The trickle-down effect of the COVID-19 pandemic has become a daily constant.
For example, major league baseball owners have cut costs since there has been no revenue after coronavirus shut down all sports for the last two months.
It forced major league baseball to reduce its annual 40-round draft to just five rounds set for June 10-11, sending college baseball coaches like LSU’s Paul Mainieri back to the roster management drawing board.
“Drafting 150 players is going to be a lot different than drafting 1,200 players,” Mainieri said Tuesday night on Tiger Rag radio’s weekly show.
Mainieri said before the season he anticipated losing as many as eight players on the 2020 roster in the major league draft and as many as five of his incoming 17-man recruiting class.
Throw in graduating seniors Matthew Beck and Aaron George and also six LSU players off the 2020 roster who have entered the draft portal following candid conversations with Mainieri. Then, add back in a minimum 12 recruits expected to report and the LSU 2021 roster would be at 26, well under the NCAA maximum roster limit of 35.
But the coronavirus has flipped everything.
Because college baseball was cancelled after just a few weeks, the NCAA granted all seniors like Beck and George an extra year of eligibility.
And because it’s just a five-round draft, Mainieri believes that only outfielder Daniel Cabrera and pitcher Cole Henry (“If they are willing to meet his asking price,” Mainieri said) will be drafted as well as many as five of the Tigers’ signees.
So, with LSU’s current roster at 29 after those six transferring players, it means that Mainieri has a minimum of a 34-player roster once the smoke clears after the draft.
“If the NCAA does not give us some relief on the 35-man roster rule, then it’s going to create some very difficult conversations (with players),” Mainieri said.
He’s already had a few of those, especially with junior infielder Hal Hughes and fourth-year pitcher Eric Walker, a pair of former starters.
Hughes started 109 games and was an excellent infielder. But his .199 career batting average including .154 this season and the emergence of freshman shortstop Collier Cranford made Hughes expendable.
“I just explained to Hal his days of being the starting shortstop at LSU had probably come to an end, because Collier Cranford had passed him up,” Mainieri said. “We also had some other guys like Zach Arnold who was hurt all year and a couple of other guys that are in our recruiting class.
“I told Hal if he wanted to transfer, it was probably a good time to do it before there became a glut in that transfer portal. He went out, tested the waters, found out there was some interest and he ended up making a commitment to Rice.”
Walker gamely fought to re-gain his form as a freshman in 2017 when he was 8-2 with a 3.48 ERA as the Tigers’ No. 3 starter. He injured his throwing arm in the College World Series and underwent Tommy John surgery.
He was never the same, even after missing the 2018 season while rehabbing.
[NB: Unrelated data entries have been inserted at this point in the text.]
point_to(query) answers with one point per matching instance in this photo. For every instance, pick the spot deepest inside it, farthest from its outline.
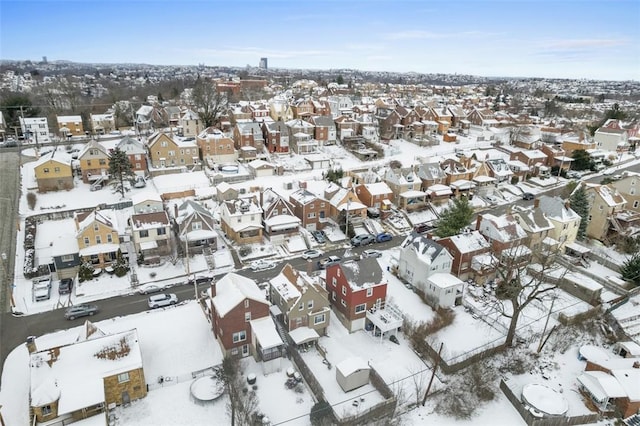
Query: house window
(240, 336)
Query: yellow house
(82, 379)
(53, 172)
(94, 162)
(97, 236)
(166, 151)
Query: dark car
(384, 236)
(65, 286)
(319, 236)
(80, 311)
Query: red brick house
(235, 301)
(354, 287)
(310, 209)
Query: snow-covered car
(311, 254)
(261, 265)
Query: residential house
(302, 303)
(537, 226)
(103, 124)
(354, 288)
(70, 125)
(189, 123)
(146, 202)
(151, 234)
(94, 163)
(604, 203)
(165, 151)
(276, 136)
(85, 378)
(612, 137)
(471, 255)
(97, 234)
(216, 147)
(196, 227)
(241, 220)
(566, 222)
(278, 218)
(136, 152)
(235, 302)
(301, 136)
(426, 266)
(325, 129)
(310, 209)
(35, 129)
(53, 172)
(377, 195)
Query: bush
(31, 200)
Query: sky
(597, 39)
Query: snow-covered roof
(351, 365)
(232, 289)
(75, 372)
(265, 332)
(444, 280)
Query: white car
(311, 254)
(262, 265)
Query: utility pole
(435, 367)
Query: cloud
(430, 35)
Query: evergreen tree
(630, 269)
(120, 169)
(454, 218)
(580, 205)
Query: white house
(35, 129)
(420, 258)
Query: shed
(352, 373)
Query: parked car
(319, 236)
(80, 311)
(328, 261)
(383, 236)
(65, 286)
(311, 254)
(160, 300)
(370, 253)
(261, 265)
(362, 240)
(150, 288)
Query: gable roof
(232, 289)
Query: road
(18, 328)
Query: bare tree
(519, 284)
(210, 103)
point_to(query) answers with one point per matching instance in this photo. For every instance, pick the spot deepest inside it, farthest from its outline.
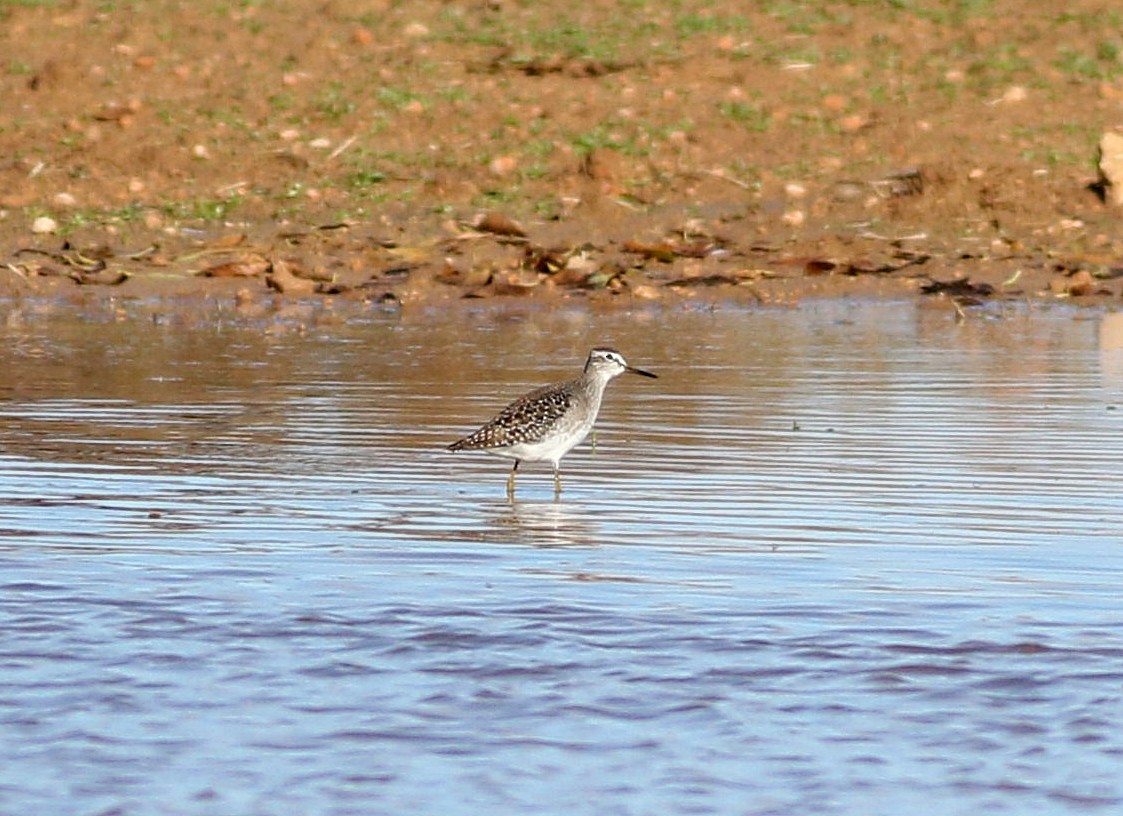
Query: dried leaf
(500, 225)
(248, 267)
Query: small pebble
(44, 225)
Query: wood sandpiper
(548, 422)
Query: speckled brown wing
(528, 419)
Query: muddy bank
(428, 153)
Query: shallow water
(843, 559)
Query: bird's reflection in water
(545, 523)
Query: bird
(548, 422)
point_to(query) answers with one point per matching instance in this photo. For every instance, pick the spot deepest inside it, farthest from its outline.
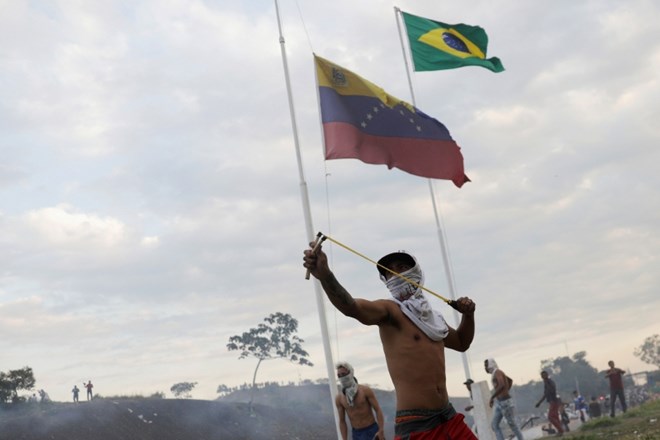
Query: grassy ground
(640, 423)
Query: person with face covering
(502, 400)
(550, 395)
(359, 403)
(414, 337)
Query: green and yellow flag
(437, 46)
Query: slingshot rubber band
(325, 237)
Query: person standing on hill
(615, 375)
(359, 403)
(89, 387)
(550, 395)
(414, 337)
(500, 396)
(75, 392)
(580, 405)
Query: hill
(160, 419)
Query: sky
(151, 200)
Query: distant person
(595, 410)
(502, 400)
(89, 387)
(43, 396)
(359, 403)
(550, 395)
(615, 375)
(468, 384)
(563, 416)
(549, 429)
(580, 405)
(414, 337)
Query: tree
(276, 339)
(183, 389)
(649, 351)
(13, 381)
(223, 390)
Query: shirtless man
(414, 337)
(359, 403)
(502, 400)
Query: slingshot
(320, 238)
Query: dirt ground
(160, 419)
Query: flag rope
(324, 237)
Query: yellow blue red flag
(362, 121)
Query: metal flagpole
(438, 224)
(310, 231)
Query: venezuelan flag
(362, 121)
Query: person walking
(550, 395)
(501, 399)
(615, 375)
(89, 387)
(414, 338)
(75, 392)
(359, 403)
(580, 405)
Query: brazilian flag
(437, 46)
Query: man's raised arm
(367, 312)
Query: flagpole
(438, 221)
(320, 305)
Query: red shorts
(442, 425)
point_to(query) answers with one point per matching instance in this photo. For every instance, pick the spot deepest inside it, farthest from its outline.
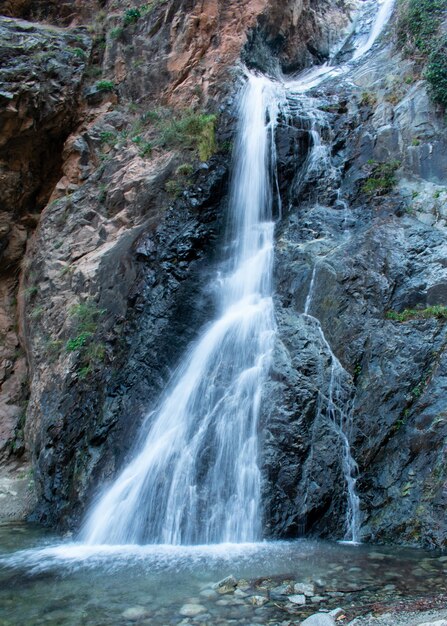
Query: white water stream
(195, 478)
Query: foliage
(191, 130)
(381, 179)
(86, 316)
(173, 188)
(108, 137)
(418, 23)
(418, 31)
(438, 311)
(105, 85)
(131, 16)
(115, 33)
(80, 53)
(185, 169)
(436, 72)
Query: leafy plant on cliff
(191, 130)
(438, 311)
(419, 35)
(381, 178)
(131, 16)
(105, 85)
(86, 317)
(436, 72)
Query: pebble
(297, 599)
(191, 610)
(135, 613)
(308, 589)
(226, 585)
(209, 594)
(317, 599)
(335, 613)
(319, 619)
(258, 600)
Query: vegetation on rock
(438, 311)
(419, 35)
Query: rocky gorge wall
(122, 222)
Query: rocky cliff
(116, 142)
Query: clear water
(195, 477)
(60, 584)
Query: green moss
(190, 130)
(86, 317)
(105, 85)
(173, 188)
(131, 16)
(436, 73)
(419, 27)
(437, 311)
(381, 179)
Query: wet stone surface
(272, 583)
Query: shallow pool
(46, 580)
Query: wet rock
(227, 585)
(258, 600)
(308, 589)
(319, 619)
(135, 613)
(297, 599)
(191, 610)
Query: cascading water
(196, 477)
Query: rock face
(40, 80)
(362, 252)
(128, 224)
Walker was 5-4 with a 5.47 ERA in 15 starts last year and had a 3.18 ERA in 5.2 innings in this shortened 2020 season.
“Eric was so great as a freshman, a freshman all-American,” Mainieri said. “By the time we went to the College World Series, he might have been pitching the best baseball of anybody on our starting rotation and that includes Alex Lange and Jared Poche.
“Then, he hurt his elbow and he never completely got back to what he was as a freshman. When a guy is not a real hard thrower like Eric, there’s such so little margin for error. So, if his command is a little bit off or he doesn’t have the movement on his fastball or command of his change-up and he drops three or four miles an hour, it’s a pretty big difference.”
Mainieri said Walker is graduating this month, so he can go to another school as a grad transfer and have immediate eligibility.
“We talked to Eric about where he fit in with the team,” Mainieri said. “He thought it would be in his best interest to try maybe go somewhere else where he’d get more of an opportunity to play. I just love the kid and everything he’s done for our program. It’s the best thing for him.”
Mainieri is hoping some of the summer collegiate leagues where underclassmen play after their college seasons end will open for play.
“We found landing spots for everybody (LSU players) as long as the leagues don’t continue close,” Mainieri said. “We’ll see what happens now that so many of the states are opening up. We’re just hoping our kids can get out and play some and get ready for fall practice after having such a long layoff.”